Dr. Hobbs on Managing Ponatinib-Associated Toxicities in CML

Supplements And Featured Publications, Current and Emerging Trends in Chronic Myeloid Leukemia, Volume 1, Issue 1

Gaby Hobbs, MD, discusses managing ponatinib-associated toxicities in chronic myeloid leukemia.

Gaby Hobbs, MD, clinical director, Leukemia Service, assistant in medicine, Massachusetts General Hospital, discusses managing ponatinib (Iclusig)-associated toxicities in chronic myeloid leukemia (CML).

During the 2020 ASH Annual Meeting & Exposition, findings from the phase 2 PACE and OPTIC trials showed that ponatinib resulted in high response rates with good outcomes in patients with chronic-phase CML who have progressed on second-generation TKIs.

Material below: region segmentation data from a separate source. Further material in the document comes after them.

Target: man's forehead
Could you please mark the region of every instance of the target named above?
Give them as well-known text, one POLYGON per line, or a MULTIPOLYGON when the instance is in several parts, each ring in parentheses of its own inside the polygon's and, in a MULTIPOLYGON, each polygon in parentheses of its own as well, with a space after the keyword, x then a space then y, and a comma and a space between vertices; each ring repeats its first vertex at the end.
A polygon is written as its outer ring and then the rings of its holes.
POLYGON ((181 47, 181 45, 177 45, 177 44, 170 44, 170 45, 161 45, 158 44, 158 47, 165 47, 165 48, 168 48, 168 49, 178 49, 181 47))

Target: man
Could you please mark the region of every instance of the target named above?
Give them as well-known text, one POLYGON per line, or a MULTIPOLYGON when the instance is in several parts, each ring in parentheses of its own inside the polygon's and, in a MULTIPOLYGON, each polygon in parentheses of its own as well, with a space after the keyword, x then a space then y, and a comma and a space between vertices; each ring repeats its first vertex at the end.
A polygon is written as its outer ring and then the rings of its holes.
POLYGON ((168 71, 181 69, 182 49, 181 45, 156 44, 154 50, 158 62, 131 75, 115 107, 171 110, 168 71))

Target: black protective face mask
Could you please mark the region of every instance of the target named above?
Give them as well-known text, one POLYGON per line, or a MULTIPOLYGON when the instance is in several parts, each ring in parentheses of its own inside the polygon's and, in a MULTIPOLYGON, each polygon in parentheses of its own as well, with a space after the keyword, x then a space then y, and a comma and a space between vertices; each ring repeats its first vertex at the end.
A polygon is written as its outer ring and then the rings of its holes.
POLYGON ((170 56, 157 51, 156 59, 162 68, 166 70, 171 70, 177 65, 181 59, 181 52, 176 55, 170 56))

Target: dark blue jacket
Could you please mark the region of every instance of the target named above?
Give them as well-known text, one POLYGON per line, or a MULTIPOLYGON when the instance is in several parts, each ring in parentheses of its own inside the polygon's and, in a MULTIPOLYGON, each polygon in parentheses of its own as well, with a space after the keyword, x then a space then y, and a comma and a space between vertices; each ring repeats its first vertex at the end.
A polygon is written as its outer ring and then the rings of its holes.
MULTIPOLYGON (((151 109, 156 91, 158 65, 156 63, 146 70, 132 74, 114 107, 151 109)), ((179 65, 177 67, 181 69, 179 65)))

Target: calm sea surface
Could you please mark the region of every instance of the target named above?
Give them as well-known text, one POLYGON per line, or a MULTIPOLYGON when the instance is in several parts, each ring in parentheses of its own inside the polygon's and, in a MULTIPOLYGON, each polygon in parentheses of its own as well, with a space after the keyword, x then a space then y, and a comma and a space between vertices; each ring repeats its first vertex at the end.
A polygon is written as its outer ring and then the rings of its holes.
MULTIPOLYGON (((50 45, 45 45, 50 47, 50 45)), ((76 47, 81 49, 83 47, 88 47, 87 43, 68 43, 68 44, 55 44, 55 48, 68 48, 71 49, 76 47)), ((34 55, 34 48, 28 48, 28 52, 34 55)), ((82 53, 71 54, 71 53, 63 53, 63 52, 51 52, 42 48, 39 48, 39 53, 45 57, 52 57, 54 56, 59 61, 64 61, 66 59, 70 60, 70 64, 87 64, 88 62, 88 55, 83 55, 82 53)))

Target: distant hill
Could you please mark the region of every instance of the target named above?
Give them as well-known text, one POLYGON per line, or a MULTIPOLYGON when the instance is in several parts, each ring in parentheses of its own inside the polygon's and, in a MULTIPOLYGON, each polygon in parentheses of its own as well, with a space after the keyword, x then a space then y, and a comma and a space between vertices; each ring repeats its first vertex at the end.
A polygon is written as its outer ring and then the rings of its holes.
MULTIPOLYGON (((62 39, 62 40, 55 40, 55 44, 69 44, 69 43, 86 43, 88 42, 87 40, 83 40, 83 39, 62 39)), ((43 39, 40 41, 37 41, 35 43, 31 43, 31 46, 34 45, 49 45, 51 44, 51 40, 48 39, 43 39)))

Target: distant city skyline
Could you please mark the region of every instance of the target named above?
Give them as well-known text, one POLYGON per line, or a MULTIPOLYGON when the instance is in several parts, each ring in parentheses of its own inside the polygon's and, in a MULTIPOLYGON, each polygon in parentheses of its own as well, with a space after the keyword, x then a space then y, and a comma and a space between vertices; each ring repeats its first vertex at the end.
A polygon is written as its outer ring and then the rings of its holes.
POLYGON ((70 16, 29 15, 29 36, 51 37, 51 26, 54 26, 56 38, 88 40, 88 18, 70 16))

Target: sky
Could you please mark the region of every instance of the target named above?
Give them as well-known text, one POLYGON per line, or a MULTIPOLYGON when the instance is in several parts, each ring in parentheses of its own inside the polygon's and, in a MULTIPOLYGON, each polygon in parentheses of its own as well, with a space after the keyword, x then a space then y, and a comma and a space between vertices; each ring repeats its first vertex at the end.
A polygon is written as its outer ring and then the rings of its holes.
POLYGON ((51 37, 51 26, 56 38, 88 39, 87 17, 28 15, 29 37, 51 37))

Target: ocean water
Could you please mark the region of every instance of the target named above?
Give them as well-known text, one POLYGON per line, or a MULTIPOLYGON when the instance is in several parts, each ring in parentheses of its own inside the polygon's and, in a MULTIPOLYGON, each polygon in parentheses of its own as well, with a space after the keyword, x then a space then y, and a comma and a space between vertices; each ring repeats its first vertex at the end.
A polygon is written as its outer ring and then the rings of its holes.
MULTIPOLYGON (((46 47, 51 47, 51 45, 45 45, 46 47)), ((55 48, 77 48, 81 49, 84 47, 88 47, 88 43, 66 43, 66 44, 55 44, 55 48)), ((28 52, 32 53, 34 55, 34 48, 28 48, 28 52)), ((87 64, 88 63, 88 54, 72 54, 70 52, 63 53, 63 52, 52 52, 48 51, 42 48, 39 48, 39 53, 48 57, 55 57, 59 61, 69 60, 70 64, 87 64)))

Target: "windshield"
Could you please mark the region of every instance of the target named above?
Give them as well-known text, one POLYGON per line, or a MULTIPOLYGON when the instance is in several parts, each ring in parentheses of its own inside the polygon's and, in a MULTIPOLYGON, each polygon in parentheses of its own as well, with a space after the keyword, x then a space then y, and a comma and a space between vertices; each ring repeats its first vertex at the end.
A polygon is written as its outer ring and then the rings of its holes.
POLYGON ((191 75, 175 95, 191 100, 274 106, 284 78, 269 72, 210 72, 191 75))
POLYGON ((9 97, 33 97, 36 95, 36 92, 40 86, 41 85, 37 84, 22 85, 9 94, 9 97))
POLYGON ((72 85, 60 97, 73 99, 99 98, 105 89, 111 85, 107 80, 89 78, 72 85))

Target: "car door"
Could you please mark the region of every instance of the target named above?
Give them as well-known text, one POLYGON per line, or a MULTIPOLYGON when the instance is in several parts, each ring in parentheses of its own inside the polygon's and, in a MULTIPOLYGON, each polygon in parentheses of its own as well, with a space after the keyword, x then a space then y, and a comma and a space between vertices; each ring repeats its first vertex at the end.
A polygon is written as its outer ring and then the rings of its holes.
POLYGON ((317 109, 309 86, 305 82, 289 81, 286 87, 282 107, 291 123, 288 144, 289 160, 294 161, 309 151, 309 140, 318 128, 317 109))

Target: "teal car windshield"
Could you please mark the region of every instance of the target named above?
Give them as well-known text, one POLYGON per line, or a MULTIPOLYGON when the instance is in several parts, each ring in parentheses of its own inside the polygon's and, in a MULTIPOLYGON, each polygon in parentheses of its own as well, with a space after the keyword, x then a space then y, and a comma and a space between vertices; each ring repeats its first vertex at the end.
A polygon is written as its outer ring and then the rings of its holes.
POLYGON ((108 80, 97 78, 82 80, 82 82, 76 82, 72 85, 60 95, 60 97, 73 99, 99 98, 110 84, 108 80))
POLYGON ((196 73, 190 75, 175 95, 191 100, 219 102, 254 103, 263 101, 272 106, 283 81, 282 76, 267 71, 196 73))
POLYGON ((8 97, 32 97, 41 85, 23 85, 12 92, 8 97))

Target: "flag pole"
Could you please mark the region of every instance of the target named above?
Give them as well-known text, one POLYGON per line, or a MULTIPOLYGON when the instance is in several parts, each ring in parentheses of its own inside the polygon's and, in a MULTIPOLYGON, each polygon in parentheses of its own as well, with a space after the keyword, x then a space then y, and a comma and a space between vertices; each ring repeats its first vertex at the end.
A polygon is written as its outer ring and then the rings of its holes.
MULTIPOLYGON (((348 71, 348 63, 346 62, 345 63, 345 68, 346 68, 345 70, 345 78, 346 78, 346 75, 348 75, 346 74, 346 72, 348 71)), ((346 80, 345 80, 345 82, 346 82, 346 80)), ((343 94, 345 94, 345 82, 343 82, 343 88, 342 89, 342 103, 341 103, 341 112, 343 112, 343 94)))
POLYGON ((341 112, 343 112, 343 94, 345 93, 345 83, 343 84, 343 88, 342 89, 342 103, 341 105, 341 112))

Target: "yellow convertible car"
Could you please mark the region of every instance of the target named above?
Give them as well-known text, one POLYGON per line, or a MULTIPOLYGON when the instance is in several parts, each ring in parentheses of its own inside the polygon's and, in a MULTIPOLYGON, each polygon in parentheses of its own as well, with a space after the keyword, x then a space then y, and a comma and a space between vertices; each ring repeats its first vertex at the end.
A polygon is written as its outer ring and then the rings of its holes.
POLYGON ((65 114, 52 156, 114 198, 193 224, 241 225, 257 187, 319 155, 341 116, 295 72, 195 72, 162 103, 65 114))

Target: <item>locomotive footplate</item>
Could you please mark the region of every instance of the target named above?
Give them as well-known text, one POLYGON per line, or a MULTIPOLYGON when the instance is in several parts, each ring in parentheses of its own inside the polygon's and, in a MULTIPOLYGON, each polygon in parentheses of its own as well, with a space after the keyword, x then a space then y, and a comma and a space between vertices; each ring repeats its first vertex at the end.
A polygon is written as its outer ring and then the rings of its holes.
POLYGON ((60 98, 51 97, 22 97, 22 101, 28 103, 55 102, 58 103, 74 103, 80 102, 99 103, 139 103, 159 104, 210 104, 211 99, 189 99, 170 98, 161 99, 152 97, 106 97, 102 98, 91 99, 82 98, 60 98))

Regarding safety, ponatinib has been associated with an increased risk of cardiovascular events. As such, trials are evaluating whether patients who achieve a remission with the 45 mg starting dose of ponatinib can be dose reduced to 15 mg or 30 mg and remain in remission, explains Hobbs. Dose reductions could lower the risk of cardiovascular events, Hobbs adds.

Ultimately, data have demonstrated that ponatinib has utility as a treatment for patients with CML, Hobbs says. However, like all TKIs, it is important to manage the risk of serious adverse effects, particularly cardiovascular events. For example, patients receiving ponatinib should receive concurrent aspirin, says Hobbs. Additionally, consulting the patient’s cardiologist, primary care physician, or a cardio-oncologist may lend additional insight into managing the risk of cardiovascular events, concludes Hobbs.